Typically when the warning or instruction label on a prescription medication bottle says “do not mix with alcohol” it’s a hard warning rather than a suggestion. Prescription medications are made out of numerous substances and complex formulae. Yet for some reason, we tend to think we know better than the scientists and pharmacists who give us multiple warnings not to take the medication with alcohol, or to expect severe results if we consume alcohol while taking the medication. For the alcoholically inclined, this creates somewhat of a conundrum. We know we are supposed to take the medication, but we also want to drink alcohol. Surely the effects couldn’t be so bad.
Sometimes we’re right.
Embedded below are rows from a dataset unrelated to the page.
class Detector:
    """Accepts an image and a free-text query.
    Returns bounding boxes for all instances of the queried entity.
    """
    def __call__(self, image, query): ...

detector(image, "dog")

In some cases, we might be more prone to blackouts, which for some alcoholics, is a dangerous bonus feature. We could get more drunk more quickly, impair our judgment more severely, risk the health of our liver more than we are with our alcohol abuse, or cause other complications. What we don’t often consider, as considering consequences is not part of alcoholism, is that alcohol in combination with medication can cause death. Three of the leading medications that cause death when used with alcohol include Vicodin, a prescription opioid made with acetaminophen and hydrocodone, Tylenol, over the counter pain reliever made of acetaminophen, and Benadryl, an over the counter antihistamine. These medications and alcohol do not mix, for specific reasons.
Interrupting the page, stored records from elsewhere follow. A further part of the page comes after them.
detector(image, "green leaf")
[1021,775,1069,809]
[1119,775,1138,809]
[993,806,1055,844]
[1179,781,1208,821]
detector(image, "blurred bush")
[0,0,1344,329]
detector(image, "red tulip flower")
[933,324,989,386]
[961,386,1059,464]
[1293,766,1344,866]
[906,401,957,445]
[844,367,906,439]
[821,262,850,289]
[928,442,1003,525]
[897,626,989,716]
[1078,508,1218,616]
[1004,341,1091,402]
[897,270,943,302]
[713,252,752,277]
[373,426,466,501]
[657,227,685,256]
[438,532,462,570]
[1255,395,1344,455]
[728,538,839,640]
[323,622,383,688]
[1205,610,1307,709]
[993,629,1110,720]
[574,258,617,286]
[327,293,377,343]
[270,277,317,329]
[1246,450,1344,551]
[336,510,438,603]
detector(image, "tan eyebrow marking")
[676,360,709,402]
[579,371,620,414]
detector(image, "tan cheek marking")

Vicodin is a narcotic opioid substance, meaning it is a depressant. Depressant medications slow down the central nervous system, changing the pace for the way the heart, the brain, and other important organs function. Alcohol is also a depressant. Though it often feels like alcohol is turning us up, it is actually turning us down. Two depressants don’t make a right. Mixing alcohol with opiates can severely slow the system down. If the heart starts slowing to a stop due to the Vicodin and the brain is too intoxicated to notice because of the alcohol a very subtle and sad overdose can take place.
Alcohol was once used as an anesthetic and an analgesic during surgeries. Tylenol acts as an analgesic, a pain reliever, which is why it is a primary ingredient in most prescription painkillers like opioids. Too much Tylenol always has the warning of causing liver damage, as does too much alcohol. Together, alcohol and Tylenol can shut the liver down, slow the system down to create a dangerous level of numbness, and more.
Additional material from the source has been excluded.